With all the news about viruses and shootings and impending wars happening around the world this week, why would the Spirited Reasoner stoop so low as to write a critical review of a TV musical (Annie Live! on NBC) and of a non-fiction book by a TV news commentator (The Second Mountain, by David Brooks). Hang with me a moment.
There are times in our lives when meaningful coincidences happen. When such events lead to changes in my life’s attitude or direction, I prefer to call them “God moments.” A God moment happened to me this past week when I happened to watch Annie Live! during a week when I was also halfway through David Brooks’ tour de force, The Second Mountain.
For those of you who might be unfamiliar with both, I won’t bore you with details. Instead, my plan is to provide you with only the intersection of themes, the gist of my “coincidence,” in hopes that you will share the God moment with me. Here goes:
The one song in Annie that grabbed me several decades ago when I first saw the play one Broadway was Annie’s rendition of Maybe, a cry from the heart of an orphan. Her plea is not so much to her parents as it is about them. Unknown to her, they died long ago. But to Annie, her parents are still alive. And maybe, just “Maybe,” they still think about her. I played the classic Andrea McCardle version of Maybe on YouTube this morning and it still choked me up, even today, almost forty years after I first saw the play. Why? Perhaps because it speaks to the inner child in all of us. The one still wishing it could be cared for by loving parents. (Or a loving God.)
In the end, Annie is saved not by the wealth of Daddy Warbucks, but by his realization, call it a religious transformation, that all the money in the world cannot substitute for his need to commit his life to the happiness of one little girl.
Now to David Brooks. His book is all about that spark that exists within all of us. Call it a soul. Or call it an inner child. It’s that part of us that, like the inner child of Daddy Warbucks, finds itself hungry to connect with other people in ways far deeper than a Facebook friending or the liking of a Tweet. He writes about a wealthy family in Washington, D.C. that has taken in dozens of street people into their home, much the way Daddy Warbucks adopted Annie and promised to care for all of her playmates at the orphanage.

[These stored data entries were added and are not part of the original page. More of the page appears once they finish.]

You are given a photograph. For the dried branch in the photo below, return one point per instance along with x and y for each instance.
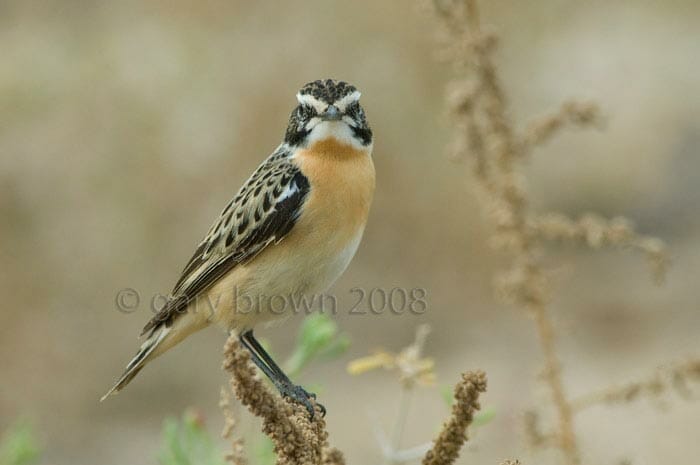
(674, 377)
(485, 133)
(454, 432)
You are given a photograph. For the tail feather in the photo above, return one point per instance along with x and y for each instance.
(145, 353)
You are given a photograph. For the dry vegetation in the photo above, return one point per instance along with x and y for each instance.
(496, 148)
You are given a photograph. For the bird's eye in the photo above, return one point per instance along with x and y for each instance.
(304, 112)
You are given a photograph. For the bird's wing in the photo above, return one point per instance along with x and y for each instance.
(262, 213)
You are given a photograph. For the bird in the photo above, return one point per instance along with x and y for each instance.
(291, 230)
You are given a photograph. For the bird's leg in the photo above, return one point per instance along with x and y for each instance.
(281, 381)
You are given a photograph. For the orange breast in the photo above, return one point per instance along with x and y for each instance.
(342, 186)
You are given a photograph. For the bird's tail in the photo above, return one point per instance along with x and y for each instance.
(146, 353)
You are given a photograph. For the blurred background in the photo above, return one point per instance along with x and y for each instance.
(126, 126)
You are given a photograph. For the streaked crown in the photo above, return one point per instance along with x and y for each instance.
(328, 108)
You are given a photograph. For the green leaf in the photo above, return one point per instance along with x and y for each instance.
(19, 445)
(318, 337)
(187, 442)
(265, 451)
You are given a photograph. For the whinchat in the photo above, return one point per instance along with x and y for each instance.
(290, 231)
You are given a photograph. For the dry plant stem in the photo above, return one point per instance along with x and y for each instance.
(674, 377)
(296, 439)
(454, 433)
(491, 139)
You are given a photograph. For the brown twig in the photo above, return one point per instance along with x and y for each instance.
(297, 440)
(453, 435)
(484, 131)
(674, 377)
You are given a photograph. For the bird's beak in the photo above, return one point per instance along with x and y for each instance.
(332, 113)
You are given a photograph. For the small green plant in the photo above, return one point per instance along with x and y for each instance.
(187, 442)
(19, 445)
(318, 338)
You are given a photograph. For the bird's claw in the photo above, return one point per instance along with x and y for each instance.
(302, 396)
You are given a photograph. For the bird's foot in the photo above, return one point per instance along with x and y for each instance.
(302, 396)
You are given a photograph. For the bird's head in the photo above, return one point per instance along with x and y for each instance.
(328, 109)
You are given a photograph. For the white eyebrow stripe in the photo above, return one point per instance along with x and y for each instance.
(308, 99)
(345, 101)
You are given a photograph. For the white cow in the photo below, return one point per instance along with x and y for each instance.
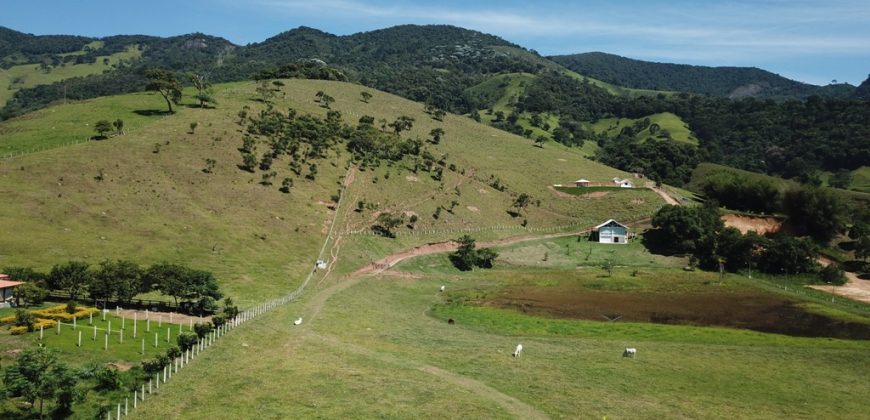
(518, 351)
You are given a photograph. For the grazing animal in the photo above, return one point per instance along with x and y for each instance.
(518, 351)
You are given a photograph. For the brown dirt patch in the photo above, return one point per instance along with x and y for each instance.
(761, 225)
(753, 311)
(154, 316)
(559, 194)
(120, 366)
(855, 288)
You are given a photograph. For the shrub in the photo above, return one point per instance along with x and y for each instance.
(187, 340)
(107, 379)
(24, 319)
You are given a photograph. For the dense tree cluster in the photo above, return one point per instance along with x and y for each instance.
(716, 81)
(467, 256)
(699, 231)
(120, 281)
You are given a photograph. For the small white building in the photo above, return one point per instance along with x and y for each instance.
(7, 290)
(624, 183)
(612, 232)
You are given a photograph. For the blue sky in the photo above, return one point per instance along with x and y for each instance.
(808, 40)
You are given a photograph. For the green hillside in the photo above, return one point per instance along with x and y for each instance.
(734, 82)
(161, 206)
(25, 76)
(667, 122)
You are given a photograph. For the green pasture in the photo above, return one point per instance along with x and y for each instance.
(24, 76)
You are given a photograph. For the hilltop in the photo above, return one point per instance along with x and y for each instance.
(731, 82)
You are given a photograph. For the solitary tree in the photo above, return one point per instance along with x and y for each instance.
(37, 376)
(386, 222)
(402, 123)
(119, 126)
(164, 82)
(102, 127)
(203, 88)
(465, 257)
(72, 276)
(521, 202)
(436, 134)
(326, 100)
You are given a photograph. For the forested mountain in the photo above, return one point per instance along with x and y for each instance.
(793, 137)
(732, 82)
(863, 90)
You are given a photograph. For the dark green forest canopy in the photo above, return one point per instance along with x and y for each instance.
(436, 64)
(733, 82)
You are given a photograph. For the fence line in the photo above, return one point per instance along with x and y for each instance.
(243, 317)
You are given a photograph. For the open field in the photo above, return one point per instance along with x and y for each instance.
(667, 121)
(29, 75)
(379, 345)
(369, 344)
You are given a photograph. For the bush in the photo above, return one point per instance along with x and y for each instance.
(833, 274)
(24, 319)
(187, 340)
(107, 379)
(202, 329)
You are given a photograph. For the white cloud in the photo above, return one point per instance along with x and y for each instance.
(738, 29)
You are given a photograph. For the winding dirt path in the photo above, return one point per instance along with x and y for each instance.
(665, 196)
(855, 288)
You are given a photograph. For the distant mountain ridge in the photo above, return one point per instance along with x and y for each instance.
(731, 82)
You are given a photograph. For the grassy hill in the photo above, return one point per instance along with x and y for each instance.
(734, 82)
(25, 76)
(155, 203)
(678, 129)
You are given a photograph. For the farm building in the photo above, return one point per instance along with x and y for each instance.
(612, 232)
(624, 183)
(6, 288)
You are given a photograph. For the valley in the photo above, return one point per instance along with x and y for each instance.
(370, 233)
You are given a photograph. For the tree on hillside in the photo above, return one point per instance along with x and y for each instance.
(816, 212)
(467, 257)
(164, 82)
(202, 84)
(265, 91)
(436, 134)
(386, 222)
(102, 127)
(37, 376)
(72, 276)
(122, 279)
(520, 203)
(326, 100)
(119, 126)
(402, 123)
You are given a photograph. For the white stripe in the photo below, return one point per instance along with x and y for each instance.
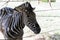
(14, 31)
(15, 28)
(11, 35)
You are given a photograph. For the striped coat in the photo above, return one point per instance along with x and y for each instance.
(11, 23)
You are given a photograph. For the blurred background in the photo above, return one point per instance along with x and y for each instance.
(47, 15)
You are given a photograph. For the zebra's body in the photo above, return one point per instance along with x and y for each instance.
(12, 21)
(12, 26)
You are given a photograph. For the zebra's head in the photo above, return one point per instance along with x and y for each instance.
(29, 17)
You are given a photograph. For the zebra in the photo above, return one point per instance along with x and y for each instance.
(13, 21)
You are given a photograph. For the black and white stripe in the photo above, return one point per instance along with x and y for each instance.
(13, 26)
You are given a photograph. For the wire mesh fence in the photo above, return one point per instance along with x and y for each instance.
(47, 18)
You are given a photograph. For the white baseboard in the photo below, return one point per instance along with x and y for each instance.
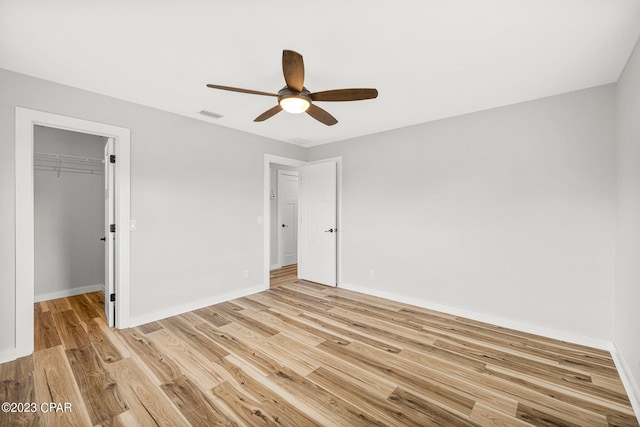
(482, 317)
(8, 355)
(69, 292)
(630, 385)
(195, 305)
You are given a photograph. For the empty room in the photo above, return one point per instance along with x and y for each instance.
(320, 213)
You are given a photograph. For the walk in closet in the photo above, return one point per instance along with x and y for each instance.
(69, 212)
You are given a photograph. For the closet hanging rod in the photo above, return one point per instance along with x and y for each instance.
(67, 163)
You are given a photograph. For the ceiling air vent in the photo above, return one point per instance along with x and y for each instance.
(210, 114)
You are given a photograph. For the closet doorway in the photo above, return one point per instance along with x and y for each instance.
(26, 122)
(284, 224)
(73, 208)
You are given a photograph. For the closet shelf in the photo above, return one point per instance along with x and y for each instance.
(65, 163)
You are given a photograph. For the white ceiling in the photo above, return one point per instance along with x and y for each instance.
(429, 59)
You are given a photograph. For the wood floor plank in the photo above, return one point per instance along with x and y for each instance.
(47, 335)
(147, 403)
(17, 386)
(70, 329)
(163, 367)
(99, 390)
(189, 361)
(55, 382)
(104, 346)
(303, 354)
(194, 404)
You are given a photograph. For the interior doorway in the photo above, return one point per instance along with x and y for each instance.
(69, 213)
(26, 120)
(314, 242)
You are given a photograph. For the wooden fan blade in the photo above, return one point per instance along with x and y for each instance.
(321, 115)
(293, 70)
(344, 95)
(269, 113)
(237, 89)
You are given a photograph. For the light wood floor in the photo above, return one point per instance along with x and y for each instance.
(302, 354)
(284, 275)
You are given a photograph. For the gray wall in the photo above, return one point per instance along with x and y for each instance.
(627, 292)
(68, 216)
(196, 193)
(509, 212)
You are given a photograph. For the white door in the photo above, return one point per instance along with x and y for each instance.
(287, 217)
(317, 242)
(110, 236)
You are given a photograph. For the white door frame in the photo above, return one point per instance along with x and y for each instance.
(280, 173)
(26, 119)
(270, 159)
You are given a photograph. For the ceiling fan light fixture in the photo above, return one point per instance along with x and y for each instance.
(294, 104)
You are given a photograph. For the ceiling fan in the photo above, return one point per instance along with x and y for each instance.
(295, 98)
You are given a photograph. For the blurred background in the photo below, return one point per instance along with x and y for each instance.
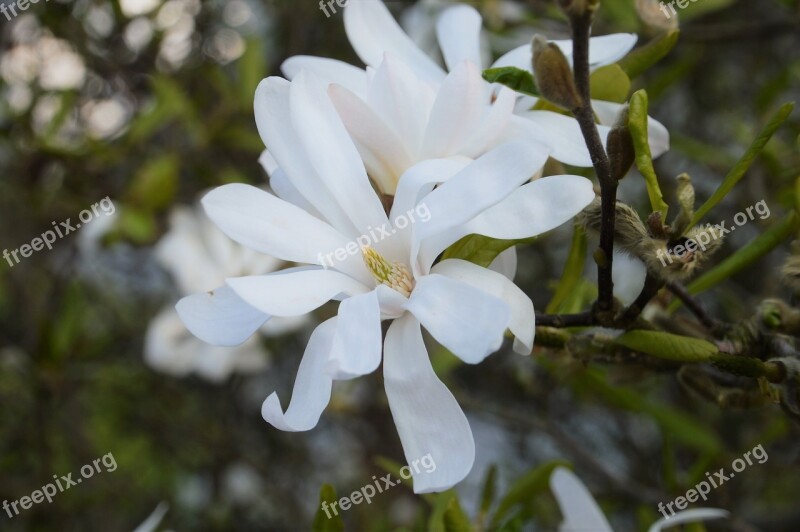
(142, 105)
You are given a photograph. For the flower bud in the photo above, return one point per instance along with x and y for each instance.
(553, 74)
(621, 153)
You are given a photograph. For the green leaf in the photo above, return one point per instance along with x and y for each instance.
(525, 489)
(252, 69)
(744, 257)
(745, 162)
(323, 523)
(610, 83)
(684, 429)
(455, 520)
(514, 78)
(155, 184)
(644, 158)
(573, 271)
(668, 346)
(479, 249)
(640, 60)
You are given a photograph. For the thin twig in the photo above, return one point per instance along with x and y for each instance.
(581, 31)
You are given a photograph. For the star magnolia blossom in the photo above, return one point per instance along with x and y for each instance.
(200, 257)
(394, 129)
(581, 512)
(327, 202)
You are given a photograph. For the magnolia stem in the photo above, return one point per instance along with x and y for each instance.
(581, 30)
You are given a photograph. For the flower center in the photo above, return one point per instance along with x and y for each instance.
(395, 275)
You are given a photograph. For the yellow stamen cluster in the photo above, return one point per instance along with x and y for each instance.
(395, 275)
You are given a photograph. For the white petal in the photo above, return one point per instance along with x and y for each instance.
(428, 418)
(420, 179)
(506, 263)
(262, 222)
(372, 32)
(578, 507)
(330, 70)
(466, 320)
(402, 100)
(293, 293)
(283, 188)
(357, 344)
(628, 275)
(274, 122)
(312, 387)
(523, 319)
(220, 317)
(658, 135)
(561, 133)
(688, 516)
(456, 112)
(332, 153)
(535, 208)
(459, 34)
(483, 183)
(380, 147)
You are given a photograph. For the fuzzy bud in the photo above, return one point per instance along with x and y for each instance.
(553, 74)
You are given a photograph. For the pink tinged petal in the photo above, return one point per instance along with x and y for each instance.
(428, 418)
(689, 516)
(420, 179)
(578, 507)
(628, 275)
(295, 293)
(402, 100)
(384, 155)
(506, 263)
(561, 133)
(372, 32)
(331, 152)
(456, 113)
(274, 123)
(220, 317)
(391, 302)
(267, 224)
(330, 70)
(466, 320)
(658, 135)
(356, 347)
(523, 319)
(459, 32)
(312, 387)
(267, 162)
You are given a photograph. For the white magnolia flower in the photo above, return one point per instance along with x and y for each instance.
(374, 35)
(326, 203)
(581, 512)
(200, 257)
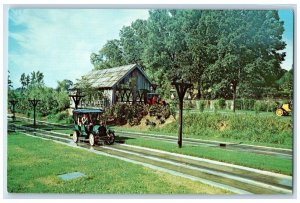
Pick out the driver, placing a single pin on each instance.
(86, 123)
(102, 129)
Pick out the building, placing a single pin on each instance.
(127, 83)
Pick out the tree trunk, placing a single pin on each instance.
(234, 97)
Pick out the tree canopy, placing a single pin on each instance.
(224, 53)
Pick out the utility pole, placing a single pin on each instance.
(76, 98)
(34, 103)
(13, 110)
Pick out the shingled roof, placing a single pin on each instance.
(108, 78)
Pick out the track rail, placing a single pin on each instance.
(272, 151)
(238, 179)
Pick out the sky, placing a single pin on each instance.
(58, 42)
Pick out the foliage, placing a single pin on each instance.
(221, 103)
(244, 127)
(224, 53)
(51, 101)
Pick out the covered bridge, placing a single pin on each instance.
(127, 83)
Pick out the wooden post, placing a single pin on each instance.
(181, 88)
(34, 102)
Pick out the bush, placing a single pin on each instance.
(221, 103)
(243, 127)
(202, 105)
(62, 115)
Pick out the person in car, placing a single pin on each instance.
(102, 129)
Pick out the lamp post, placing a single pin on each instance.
(13, 110)
(76, 98)
(181, 88)
(34, 103)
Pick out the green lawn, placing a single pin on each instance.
(33, 166)
(264, 162)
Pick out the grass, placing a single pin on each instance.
(33, 165)
(264, 162)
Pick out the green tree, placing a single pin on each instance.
(109, 56)
(247, 51)
(132, 41)
(64, 85)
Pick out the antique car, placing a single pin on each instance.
(88, 126)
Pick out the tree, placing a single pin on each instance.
(247, 51)
(64, 85)
(109, 56)
(23, 80)
(132, 41)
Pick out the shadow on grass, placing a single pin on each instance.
(122, 139)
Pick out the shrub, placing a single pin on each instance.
(216, 106)
(221, 103)
(201, 105)
(61, 116)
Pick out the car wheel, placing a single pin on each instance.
(92, 139)
(75, 136)
(279, 112)
(111, 139)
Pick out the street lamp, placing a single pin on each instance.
(181, 88)
(34, 103)
(13, 110)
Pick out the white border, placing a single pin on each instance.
(158, 3)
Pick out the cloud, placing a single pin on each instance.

We all have our theories as to why we no longer know the names of our neighbors the way we once did, decades ago, when we were children. Or why memberships in religious and civic organizations have dwindled to the point where so many such organizations have closed their doors. The reasons don’t really matter. The point is that we need to find ways to reconnect. According to both Annie and The Second Mountain, we cannot expect such reconnection to mean anything if kept at a formal, arms-length distance. We need to find ways to really care about each other again. Eye to eye. Heart to heart. Cell phones put away.